I recently went to a general practitioner with complaints of neck and back pain. She glanced at me briefly, then lowered her head to her computer and continued typing.

– “Everything is clear, – she told, – You have low back pain. You have too tight neck and spine muscles that are squeezed and create pain.”

I was surprised:- “How did you make a diagnosis so quickly?”

And she says: – ” I have been working for a long time and I know your type of people, you are a perfectionist.”

I was even more surprised: – “Yes, and how did you find out?”

– ” Look and you can see-she calmly answers, without raising her head.

here you are now knocking on the door to the office, carefully entered and sat down on a chair straight, you are wearing pressed trousers and a clean shirt, a new jacket without a single puff. In your hands you are holding a neatly tied folder, I did not see its front part, but for sure there is an inscription on it, something like “Health”.”

I looked at him shyly. And, indeed, on the front of the folder I carefully wrote the word “Health”, and I carefully put all my medical documents in this folder.

Still, I wondered, ” But what does all this have to do with my health? “

The doctor looked up wearily from the computer, looked at me, and said: “Everything is interconnected. Your perfectionism is your diagnosis, You are too stressed psychologically, and therefore physically. Your core muscles can’t relax and are in good shape, so they get overworked and block the blood flow to certain parts and you get congestion. This same tension in the muscles and burns energy, so you are such an asthenic warehouse. You are thin and can’t get better. Am I right?””

“Yes, that’s right. I said humbly, and realized that I had given up on this insight. Various thoughts began to run through my head, which, as always happens, are scattered in fragments in different corners. But it is only necessary to find an explanation for them, as they immediately gather into one large figure and stick together, in a now seemingly harmonious and logical structure.
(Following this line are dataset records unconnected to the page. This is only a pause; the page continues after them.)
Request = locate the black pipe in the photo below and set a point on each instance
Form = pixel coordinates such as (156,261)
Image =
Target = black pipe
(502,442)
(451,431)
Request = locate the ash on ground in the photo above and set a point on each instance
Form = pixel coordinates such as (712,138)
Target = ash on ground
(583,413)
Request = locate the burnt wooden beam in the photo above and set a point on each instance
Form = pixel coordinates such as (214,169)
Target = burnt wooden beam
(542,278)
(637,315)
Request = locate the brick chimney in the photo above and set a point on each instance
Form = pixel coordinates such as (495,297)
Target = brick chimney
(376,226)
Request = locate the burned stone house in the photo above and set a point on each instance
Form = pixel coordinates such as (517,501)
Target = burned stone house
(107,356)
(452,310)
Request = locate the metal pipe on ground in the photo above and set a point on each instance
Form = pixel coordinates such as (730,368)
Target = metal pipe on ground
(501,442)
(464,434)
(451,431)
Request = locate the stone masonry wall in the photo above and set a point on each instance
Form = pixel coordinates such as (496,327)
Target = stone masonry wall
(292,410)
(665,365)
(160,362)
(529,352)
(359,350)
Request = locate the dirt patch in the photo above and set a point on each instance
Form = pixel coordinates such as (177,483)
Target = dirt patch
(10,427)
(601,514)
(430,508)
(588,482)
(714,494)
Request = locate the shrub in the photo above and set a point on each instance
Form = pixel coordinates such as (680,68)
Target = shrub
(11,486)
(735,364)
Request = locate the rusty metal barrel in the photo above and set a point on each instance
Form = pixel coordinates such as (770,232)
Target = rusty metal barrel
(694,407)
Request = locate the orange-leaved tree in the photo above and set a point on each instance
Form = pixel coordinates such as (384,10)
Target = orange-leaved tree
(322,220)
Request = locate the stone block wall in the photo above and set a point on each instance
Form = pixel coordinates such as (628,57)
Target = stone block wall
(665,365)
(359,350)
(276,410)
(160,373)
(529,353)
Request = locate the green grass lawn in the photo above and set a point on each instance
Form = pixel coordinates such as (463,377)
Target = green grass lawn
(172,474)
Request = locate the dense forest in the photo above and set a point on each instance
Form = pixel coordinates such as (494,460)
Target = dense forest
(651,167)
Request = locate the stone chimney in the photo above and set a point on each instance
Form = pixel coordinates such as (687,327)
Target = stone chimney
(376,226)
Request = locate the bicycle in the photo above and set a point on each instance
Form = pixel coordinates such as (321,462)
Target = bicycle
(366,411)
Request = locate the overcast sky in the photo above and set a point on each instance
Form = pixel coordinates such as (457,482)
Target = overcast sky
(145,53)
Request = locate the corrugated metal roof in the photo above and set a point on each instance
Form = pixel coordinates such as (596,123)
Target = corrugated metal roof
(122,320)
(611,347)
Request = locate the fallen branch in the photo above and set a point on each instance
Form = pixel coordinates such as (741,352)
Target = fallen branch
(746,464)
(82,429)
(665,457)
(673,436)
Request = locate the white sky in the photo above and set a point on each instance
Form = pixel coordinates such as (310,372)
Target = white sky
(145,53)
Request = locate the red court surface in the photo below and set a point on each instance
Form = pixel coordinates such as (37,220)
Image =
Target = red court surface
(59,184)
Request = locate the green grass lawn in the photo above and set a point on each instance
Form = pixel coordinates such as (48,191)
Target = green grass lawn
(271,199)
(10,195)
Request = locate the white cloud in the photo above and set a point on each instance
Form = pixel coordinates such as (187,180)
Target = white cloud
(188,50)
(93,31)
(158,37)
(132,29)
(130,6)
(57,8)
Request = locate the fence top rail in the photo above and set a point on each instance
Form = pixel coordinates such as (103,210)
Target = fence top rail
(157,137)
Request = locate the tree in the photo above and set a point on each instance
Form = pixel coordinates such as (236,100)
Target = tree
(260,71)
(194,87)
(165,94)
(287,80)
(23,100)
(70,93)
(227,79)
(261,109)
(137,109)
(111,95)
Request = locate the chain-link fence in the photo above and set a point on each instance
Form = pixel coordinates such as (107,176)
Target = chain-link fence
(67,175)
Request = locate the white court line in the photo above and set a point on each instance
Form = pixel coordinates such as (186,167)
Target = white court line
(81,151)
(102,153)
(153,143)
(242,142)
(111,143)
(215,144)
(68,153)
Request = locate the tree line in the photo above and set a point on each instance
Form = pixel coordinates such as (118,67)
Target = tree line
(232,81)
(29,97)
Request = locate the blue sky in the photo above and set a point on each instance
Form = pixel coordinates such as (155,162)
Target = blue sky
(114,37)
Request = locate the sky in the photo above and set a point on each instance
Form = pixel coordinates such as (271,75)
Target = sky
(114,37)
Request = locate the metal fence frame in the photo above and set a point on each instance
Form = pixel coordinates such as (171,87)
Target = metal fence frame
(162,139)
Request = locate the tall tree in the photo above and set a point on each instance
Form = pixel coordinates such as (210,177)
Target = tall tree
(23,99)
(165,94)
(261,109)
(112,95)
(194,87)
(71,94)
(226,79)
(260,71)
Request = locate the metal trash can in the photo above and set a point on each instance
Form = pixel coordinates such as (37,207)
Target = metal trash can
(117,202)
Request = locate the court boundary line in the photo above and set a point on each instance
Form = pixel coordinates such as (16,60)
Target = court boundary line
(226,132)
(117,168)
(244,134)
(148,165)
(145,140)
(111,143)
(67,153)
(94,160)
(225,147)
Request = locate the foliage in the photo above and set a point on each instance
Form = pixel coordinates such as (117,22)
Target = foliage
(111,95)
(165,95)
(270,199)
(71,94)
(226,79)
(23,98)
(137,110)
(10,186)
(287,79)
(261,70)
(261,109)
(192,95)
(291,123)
I remembered how as a child, almost from birth, I was distinguished by a craving for order and neatness. I remember exactly that in my nightstand all the notebooks were laid out in neat rows. At the same time, notebooks in a cage and in a ruler lay separately from each other, textbooks always lay in a neat pile: one under the other. The pencils and pens in the pencil case were in separate compartments. Everything was always neat for me as a child and it continued after that. I didn’t like clutter and struggled with it everywhere: at school and at the institute, and even now, as an adult, I try to lay out my things evenly. My laptop is always on the table parallel to it. And when I see things standing unevenly even on someone else’s table, if no one sees them, I try to put them straight. This perfectionism is transmitted not only to external insignificant things, it also affects the work. I try to make perfect products, try to do any task perfectly and bring it to perfect execution. I believe that the software product that my company develops should be without a single misfire and error. Because of this, we spend a lot of time on it and often do not have time to release it in time. In general, perfectionism is not a little trouble in the life of its owner.
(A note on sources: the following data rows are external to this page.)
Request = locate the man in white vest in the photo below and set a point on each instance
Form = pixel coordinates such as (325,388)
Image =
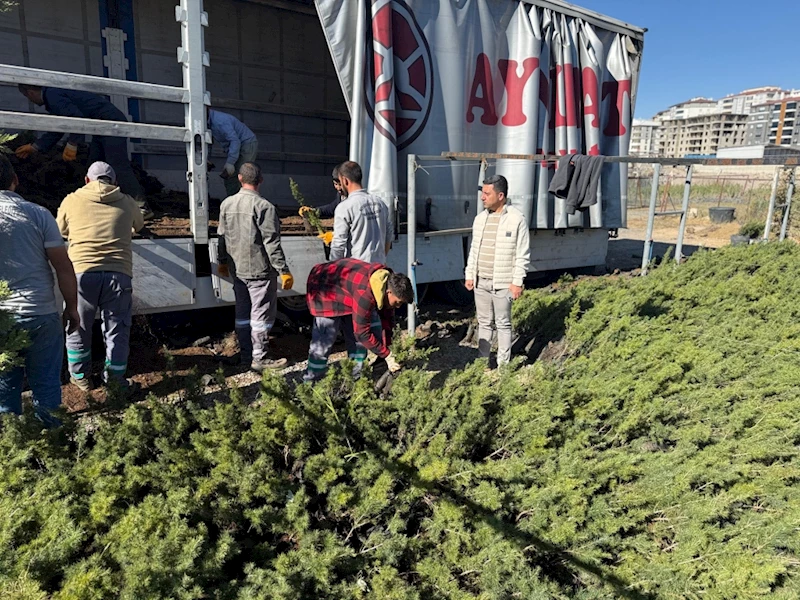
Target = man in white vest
(498,262)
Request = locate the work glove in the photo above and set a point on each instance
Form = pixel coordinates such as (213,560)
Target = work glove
(394,366)
(306,209)
(70,153)
(26,150)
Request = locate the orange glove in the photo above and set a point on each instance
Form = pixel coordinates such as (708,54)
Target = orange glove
(305,209)
(25,151)
(70,153)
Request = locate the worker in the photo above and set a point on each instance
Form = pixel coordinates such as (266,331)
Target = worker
(237,140)
(250,252)
(498,262)
(98,220)
(111,149)
(357,297)
(361,221)
(32,245)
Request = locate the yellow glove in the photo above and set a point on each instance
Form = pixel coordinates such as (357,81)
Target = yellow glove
(70,153)
(305,209)
(26,150)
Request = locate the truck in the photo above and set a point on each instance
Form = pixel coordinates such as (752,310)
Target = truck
(374,81)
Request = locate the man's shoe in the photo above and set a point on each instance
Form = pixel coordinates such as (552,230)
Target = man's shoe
(84,385)
(266,364)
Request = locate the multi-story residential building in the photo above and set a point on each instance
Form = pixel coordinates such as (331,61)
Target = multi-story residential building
(777,122)
(703,134)
(646,138)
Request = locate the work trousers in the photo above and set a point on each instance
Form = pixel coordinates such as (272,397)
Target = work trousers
(114,151)
(256,309)
(112,294)
(493,309)
(41,364)
(247,153)
(323,337)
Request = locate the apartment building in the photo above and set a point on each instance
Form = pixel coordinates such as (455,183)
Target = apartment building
(776,122)
(646,138)
(703,135)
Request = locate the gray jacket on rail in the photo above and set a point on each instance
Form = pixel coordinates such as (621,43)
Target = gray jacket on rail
(250,236)
(361,228)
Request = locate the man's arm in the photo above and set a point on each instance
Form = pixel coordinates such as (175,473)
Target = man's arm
(341,233)
(362,325)
(65,273)
(270,226)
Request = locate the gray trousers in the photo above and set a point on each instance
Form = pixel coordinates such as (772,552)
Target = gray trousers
(256,309)
(493,309)
(247,153)
(323,337)
(112,293)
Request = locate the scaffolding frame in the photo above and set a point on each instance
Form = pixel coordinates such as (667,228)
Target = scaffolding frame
(193,95)
(790,163)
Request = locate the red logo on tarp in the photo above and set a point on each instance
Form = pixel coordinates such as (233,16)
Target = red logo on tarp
(399,73)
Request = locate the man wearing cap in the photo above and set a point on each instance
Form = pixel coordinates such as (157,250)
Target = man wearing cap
(98,220)
(497,264)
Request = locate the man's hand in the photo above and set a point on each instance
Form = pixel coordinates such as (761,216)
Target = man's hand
(70,153)
(25,151)
(394,366)
(72,319)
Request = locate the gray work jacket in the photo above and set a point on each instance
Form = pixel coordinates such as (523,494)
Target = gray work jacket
(250,236)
These thoughts quickly flashed through my mind. I woke up and went to the doctor again – “So what should I do? How to get rid of this disease?”
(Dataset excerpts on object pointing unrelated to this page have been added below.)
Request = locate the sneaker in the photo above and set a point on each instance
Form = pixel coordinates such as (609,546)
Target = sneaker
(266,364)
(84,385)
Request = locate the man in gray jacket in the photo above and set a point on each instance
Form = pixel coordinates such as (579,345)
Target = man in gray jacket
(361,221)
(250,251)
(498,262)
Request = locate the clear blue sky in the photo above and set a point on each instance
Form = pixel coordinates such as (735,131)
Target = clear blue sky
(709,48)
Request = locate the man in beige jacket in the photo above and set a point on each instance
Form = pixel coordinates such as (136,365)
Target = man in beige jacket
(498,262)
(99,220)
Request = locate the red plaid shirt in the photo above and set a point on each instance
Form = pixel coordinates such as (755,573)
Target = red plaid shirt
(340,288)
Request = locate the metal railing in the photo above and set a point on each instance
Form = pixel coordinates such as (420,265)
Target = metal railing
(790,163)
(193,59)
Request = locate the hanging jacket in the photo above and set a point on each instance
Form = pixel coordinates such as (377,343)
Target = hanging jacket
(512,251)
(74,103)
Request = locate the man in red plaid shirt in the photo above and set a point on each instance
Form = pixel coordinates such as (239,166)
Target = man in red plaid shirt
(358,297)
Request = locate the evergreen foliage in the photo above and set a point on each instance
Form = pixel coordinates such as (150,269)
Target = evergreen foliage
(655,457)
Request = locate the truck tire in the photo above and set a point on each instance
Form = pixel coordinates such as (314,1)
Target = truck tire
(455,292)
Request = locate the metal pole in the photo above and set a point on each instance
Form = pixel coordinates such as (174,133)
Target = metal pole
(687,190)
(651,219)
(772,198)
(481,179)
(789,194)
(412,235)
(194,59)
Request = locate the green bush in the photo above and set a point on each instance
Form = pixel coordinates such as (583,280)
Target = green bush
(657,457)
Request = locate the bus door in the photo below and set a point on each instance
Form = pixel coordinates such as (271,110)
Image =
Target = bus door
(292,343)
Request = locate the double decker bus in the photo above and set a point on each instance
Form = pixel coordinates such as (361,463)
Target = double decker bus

The doctor smiled , “There is no cure for this disease. You need to change your psychology. You must stop expecting the world to be perfect, and you must stop being perfect yourself. To forgive myself and others for their weakness, their imperfections. You need to accept the fact that the objects in your path will not lie flat, parallel and perpendicular. That there are zigzags and wavy lines in life, and not just smooth ones. Once you accept this, your life will become easier. You will stop being so tense: you will be more fun, easier. People will feel it and reach out to you, you will not be as dry as you are now. “

I smiled wearily -” So you are not a therapist, you are a psychologist. I said.

The doctor smiled, ” What difference does it make what I’m called? The main thing is that you have learned your diagnosis. “

– “Yes, thank you. I said. “Now I think I know my diagnosis.”